Einleitend hielt Bundesminister Johannes Hahn fest, dass die Abwicklung der diversen Verfahren mittlerweile reibungslos funktioniere. Die Betroffenen akzeptierten die Vorgangsweise, weil sie gerecht und transparent sei, auch sei die Studienmotivation durch die Verfahren noch höher geworden. Das Regierungsmitglied hielt fest, dass es keine sozialen Differenzierungen gäbe, dass die Instrumentarien funktionierten und ihren Zweck erfüllten. Diverse negative Auswirkungen in der Anfangsphase konnten behoben werden, sodass es insgesamt einen positiven Befund zu konstatieren gelte.

Abgeordneter Kurt Grünewald (G) kam hingegen zu anderen Schlüssen. Die Schlussfolgerungen des Ministers seien nur bedingt empirisch belegt, so könne von einem Rückgang der Dropout-Raten noch gar nicht gesprochen werden, da es noch gar keine Abschlüsse gäbe.

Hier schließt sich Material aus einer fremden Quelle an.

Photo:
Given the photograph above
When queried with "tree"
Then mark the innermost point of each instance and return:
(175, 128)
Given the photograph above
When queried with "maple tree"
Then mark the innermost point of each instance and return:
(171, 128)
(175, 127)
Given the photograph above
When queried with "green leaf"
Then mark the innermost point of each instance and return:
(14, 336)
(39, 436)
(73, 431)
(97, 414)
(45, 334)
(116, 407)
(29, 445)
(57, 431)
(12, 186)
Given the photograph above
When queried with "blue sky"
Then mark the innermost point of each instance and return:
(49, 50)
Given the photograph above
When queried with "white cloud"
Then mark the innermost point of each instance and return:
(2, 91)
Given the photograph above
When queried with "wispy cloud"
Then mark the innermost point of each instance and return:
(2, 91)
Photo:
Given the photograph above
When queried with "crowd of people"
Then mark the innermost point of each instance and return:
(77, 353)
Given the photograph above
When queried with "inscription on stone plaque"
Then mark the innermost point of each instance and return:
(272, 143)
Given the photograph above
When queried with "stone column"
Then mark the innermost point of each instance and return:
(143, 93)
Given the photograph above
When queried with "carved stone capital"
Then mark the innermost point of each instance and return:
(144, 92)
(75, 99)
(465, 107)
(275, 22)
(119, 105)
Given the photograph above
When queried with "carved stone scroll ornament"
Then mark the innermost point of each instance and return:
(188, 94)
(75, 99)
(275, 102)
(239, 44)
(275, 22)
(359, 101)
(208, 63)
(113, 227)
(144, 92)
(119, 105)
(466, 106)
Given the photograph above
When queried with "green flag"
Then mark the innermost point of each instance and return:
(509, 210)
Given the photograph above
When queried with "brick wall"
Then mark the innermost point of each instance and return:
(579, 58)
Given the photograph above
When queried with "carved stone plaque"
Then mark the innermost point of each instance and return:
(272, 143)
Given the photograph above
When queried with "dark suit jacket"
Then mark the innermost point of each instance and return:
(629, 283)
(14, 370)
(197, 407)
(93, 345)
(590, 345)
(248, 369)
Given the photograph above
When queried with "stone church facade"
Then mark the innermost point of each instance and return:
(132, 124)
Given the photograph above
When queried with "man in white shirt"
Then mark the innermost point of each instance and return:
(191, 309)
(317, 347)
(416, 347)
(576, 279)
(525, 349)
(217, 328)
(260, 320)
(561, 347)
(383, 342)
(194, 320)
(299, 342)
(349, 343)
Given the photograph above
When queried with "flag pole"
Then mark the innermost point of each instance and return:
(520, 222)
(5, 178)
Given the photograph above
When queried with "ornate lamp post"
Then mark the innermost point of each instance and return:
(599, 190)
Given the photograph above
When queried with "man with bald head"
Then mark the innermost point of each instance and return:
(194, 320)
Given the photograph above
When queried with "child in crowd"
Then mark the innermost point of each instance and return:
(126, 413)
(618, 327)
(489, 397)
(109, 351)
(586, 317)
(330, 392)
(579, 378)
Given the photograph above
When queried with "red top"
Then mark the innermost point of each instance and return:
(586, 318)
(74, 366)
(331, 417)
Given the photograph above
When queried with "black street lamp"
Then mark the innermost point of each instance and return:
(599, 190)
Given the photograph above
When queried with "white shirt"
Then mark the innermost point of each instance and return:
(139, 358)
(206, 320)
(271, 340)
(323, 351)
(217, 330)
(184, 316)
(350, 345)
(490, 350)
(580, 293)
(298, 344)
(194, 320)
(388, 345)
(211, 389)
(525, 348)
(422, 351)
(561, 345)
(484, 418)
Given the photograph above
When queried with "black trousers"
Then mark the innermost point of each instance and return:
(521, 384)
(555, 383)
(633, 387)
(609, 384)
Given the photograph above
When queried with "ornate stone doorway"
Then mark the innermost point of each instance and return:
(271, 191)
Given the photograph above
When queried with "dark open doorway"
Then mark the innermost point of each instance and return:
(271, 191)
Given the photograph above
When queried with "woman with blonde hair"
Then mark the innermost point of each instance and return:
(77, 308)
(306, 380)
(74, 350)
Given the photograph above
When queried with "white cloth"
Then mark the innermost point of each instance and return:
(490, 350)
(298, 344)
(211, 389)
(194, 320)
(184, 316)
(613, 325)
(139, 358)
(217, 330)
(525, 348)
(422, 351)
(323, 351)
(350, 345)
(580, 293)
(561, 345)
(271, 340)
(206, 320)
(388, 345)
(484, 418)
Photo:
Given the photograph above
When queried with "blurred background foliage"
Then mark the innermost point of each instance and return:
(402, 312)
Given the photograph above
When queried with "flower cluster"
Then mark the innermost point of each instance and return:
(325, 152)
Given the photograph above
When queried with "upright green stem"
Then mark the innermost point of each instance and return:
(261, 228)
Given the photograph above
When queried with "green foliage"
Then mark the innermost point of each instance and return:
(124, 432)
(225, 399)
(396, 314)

Außerdem hätten von jenen, welche die Zugangsbeschränkungen gemeistert hätten, nur 10 % Pflichtschulhintergrund, aber mehr als 50 % einen Akademikerhintergrund, was sehr wohl eine soziale Selektion darstelle. Der Umstand, dass 68 % die Hürden bestanden hätten, relativiere sich, wenn man sehe, dass 72 % 2- und 24 % 3-mal antreten mussten, um die Prüfung zu bestehen. Die Zahl der Repetenten sei also in die Erfolgszahl eingearbeitet, sodass die Validität dieser Untersuchung nur teilweise gegeben sei.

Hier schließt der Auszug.